Taking Things Too Far

Since everybody and their dog was "caught up" in talk of The Rapture yesterday, I've decided to chime in, completely unauthoritatively.  But first, here's a handy link to Wikipedia's Rapture entry  [ http://en.wikipedia.org/wiki/Rapture ] and an instructive graphic for you to study (while avoiding real work or the outdoors).

Of course, only people who think Hazelnut is an origin that shares a border with, say, French Vanilla actually expected to be snatched up into the sky last night, but the amount of public attention the prediction got made me stop and  think.  About coffee.  And the crazy things people say about it with a straight face. (It also reminded me of the word "chiliastic, which has a nice sound to it and which you may like reading about here... http://en.wikipedia.org/wiki/Millennialism).
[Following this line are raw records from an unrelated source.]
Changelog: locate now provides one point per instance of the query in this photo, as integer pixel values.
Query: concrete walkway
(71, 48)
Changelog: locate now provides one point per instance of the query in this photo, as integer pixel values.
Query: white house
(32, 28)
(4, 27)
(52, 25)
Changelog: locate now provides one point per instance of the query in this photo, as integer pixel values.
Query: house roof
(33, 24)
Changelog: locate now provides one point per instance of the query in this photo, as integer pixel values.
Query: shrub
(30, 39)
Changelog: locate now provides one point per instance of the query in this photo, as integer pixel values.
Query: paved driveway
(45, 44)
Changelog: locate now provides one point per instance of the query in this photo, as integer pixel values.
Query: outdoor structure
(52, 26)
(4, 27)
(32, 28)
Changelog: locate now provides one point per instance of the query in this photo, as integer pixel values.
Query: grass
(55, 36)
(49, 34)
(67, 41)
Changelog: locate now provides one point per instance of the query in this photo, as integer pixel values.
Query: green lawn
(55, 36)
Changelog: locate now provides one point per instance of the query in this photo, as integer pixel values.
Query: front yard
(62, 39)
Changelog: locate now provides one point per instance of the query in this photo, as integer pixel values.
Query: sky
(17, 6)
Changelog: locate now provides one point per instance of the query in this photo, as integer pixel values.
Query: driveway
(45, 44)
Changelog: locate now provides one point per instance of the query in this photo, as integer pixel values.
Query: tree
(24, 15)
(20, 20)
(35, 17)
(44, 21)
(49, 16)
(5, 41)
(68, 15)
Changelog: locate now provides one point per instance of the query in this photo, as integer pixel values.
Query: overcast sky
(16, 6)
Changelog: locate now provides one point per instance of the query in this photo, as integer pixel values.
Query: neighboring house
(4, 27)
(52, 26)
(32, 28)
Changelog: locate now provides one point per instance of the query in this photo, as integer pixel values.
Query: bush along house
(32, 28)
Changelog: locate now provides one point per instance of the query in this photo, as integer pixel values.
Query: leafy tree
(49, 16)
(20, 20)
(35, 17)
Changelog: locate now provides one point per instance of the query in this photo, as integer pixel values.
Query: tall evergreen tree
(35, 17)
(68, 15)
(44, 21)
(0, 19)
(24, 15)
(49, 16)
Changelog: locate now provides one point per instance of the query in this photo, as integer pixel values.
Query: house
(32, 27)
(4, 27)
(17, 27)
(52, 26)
I thought about how impressionable people are about things they can't quite actually see and how they can get "carried away" or  "swept up" by momentary hype or "expert opinion."  Who on earth can really claim to be an expert on God?  Or coffee?  The nature of God is, according to my friend Steve, at least in part that He or She is beyond comprehension.  And coffee, it seems to me, is just about as elusive and impossible to pin down. Let's be honest, when it comes to taste, one man's slightly citrusy might be another's mildly nutty.  Likewise, the poobahs who insist that espresso must be served no sooner than X and no later than Y days  may be as full of baloney as you or me speaking on the subject (especially if recent blind taste tests are to be trusted).  The conventional wisdom about flavors and taste (eg. "you taste sweetness on the tip of your tongue") or brewing methodology (isn't the newfangled Hario a lot like your old Melitta?) may be more convention than wisdom.  We make things up when there's room to, when there's a commercial opportunity to exploit or mantle of expertise to assume.

Don't get me wrong, there is undoubtedly subtlety and expertise to be appreciated in the realm of coffee. Grind, extraction time, temperature, origin character all make noticeable differences. But ultimately tasting coffee is highly subjective. There's a point past which people's impressions are bound to vary. Lemony? Sure. A hint of elderberry? Gimme a break.

Coffee is popular partly because it has a place in our lives that is comfortable, unassuming, accessible. By taking a passion for it too far, a person can appear a little silly. Like an emperor with no clothes.